2. Human beings created themselves. Then everything else.
3. UFOs from another universe created our universe, and other UFOs created their universe, and other other UFOs created their universe...
4. Universe was eternal, it had not creator, but there was some sort of driving force.
5. Reapers or fairies run all mechanistic forces of the universe.
6. Not one God but many gods.
7. The Earth was constructed as a model. Also the meaning of life is 42.

I am not willing to accept a creator-free creation. That is stupid. And anyone trying to sell me on that is either also stupid, or a willfully ignorant con-artist trying to deconvert people because they hated Catholic school. So which are you?
farmerman
 
  3  
Reply Fri 18 Jun, 2021 09:43 pm
@bulmabriefs144,
havent studied any biology eh? Lot of people call biology stupid out of sheer ignorance of what weve observed.
Youve observed a world pandemic in action these last 2 years and I wonder what you really cannot grasp Or really want to grasp).
Facts and evidence abound to those who spend the time and do a bit of homework.
The analyses of self replicating molecules and the molecules of life are easily found out there.

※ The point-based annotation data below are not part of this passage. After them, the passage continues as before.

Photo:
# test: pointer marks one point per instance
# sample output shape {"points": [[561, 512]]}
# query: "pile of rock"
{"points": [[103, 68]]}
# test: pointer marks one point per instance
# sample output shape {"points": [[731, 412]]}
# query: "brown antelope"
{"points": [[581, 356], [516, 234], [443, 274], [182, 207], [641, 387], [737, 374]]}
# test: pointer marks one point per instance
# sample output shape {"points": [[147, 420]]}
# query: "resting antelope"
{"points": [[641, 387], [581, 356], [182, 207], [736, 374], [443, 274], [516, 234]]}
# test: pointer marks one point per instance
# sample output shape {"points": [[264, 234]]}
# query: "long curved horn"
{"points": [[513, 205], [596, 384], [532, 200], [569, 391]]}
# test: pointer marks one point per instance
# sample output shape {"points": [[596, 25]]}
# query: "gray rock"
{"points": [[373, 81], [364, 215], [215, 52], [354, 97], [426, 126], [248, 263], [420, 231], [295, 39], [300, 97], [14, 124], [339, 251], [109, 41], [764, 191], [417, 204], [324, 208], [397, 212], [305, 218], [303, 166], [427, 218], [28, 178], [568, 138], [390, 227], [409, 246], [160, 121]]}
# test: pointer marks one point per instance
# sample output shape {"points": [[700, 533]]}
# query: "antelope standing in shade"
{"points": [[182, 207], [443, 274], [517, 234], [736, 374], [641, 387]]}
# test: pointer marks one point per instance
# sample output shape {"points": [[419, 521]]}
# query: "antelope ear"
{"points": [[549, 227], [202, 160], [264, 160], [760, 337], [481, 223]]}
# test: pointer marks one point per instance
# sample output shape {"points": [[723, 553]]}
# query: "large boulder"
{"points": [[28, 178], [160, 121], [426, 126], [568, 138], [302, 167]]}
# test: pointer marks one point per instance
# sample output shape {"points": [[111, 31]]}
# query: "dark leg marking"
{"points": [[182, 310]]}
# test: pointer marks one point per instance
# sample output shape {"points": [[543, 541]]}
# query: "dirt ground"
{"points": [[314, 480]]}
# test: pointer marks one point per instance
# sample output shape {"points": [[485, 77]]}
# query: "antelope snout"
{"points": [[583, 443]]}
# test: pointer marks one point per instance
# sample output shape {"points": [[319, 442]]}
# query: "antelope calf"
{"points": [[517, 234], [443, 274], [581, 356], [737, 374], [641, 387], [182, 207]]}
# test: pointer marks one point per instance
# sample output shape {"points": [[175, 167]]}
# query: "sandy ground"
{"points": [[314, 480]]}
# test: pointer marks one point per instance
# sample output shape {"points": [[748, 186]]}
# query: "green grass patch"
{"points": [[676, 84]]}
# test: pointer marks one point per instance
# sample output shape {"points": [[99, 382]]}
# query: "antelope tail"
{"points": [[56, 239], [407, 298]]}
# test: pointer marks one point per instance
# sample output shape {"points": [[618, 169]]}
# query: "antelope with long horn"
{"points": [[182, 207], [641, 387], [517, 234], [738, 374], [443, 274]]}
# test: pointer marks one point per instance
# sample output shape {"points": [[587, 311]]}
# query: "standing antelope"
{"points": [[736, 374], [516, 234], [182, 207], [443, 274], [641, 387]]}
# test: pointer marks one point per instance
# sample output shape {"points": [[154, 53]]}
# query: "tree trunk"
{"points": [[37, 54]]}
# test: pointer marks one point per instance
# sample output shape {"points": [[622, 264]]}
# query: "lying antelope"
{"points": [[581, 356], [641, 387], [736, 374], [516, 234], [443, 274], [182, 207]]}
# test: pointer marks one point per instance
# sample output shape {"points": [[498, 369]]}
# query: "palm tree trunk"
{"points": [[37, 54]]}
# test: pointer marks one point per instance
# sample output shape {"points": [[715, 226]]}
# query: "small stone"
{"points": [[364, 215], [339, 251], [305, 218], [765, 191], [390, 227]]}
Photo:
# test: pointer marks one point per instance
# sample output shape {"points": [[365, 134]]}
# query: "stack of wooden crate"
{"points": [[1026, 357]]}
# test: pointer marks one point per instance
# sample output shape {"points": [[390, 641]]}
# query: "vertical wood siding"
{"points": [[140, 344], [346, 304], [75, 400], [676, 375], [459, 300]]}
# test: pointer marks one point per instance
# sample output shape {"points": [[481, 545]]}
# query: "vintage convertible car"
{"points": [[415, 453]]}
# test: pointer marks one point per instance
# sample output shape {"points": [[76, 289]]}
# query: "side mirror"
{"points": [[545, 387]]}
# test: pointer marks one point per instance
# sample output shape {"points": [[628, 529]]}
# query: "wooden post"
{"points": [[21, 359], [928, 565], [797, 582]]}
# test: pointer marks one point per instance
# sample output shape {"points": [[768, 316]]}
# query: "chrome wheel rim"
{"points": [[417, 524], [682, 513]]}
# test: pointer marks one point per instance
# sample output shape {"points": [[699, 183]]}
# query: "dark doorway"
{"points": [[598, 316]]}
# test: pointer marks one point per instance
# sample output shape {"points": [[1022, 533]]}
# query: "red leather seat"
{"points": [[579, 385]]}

anyone can take an easier way (A fact free way) that involves intercession by magic guys in the sky. yet you fail to present any evience and then try to disount the very evidence of life on the planet

Because you find something stupid means you just dont wish to have to give up your beautiful tales and then havent invested any time carefull scrutinizing your beliefs. you seem willing to accept panspermia but fail to see that even they needed to have an origin.

dont be name calling till youve invested some time to understand , you obviously havent. Your "where are the bakers exampl is precious. Where did the yeast come from?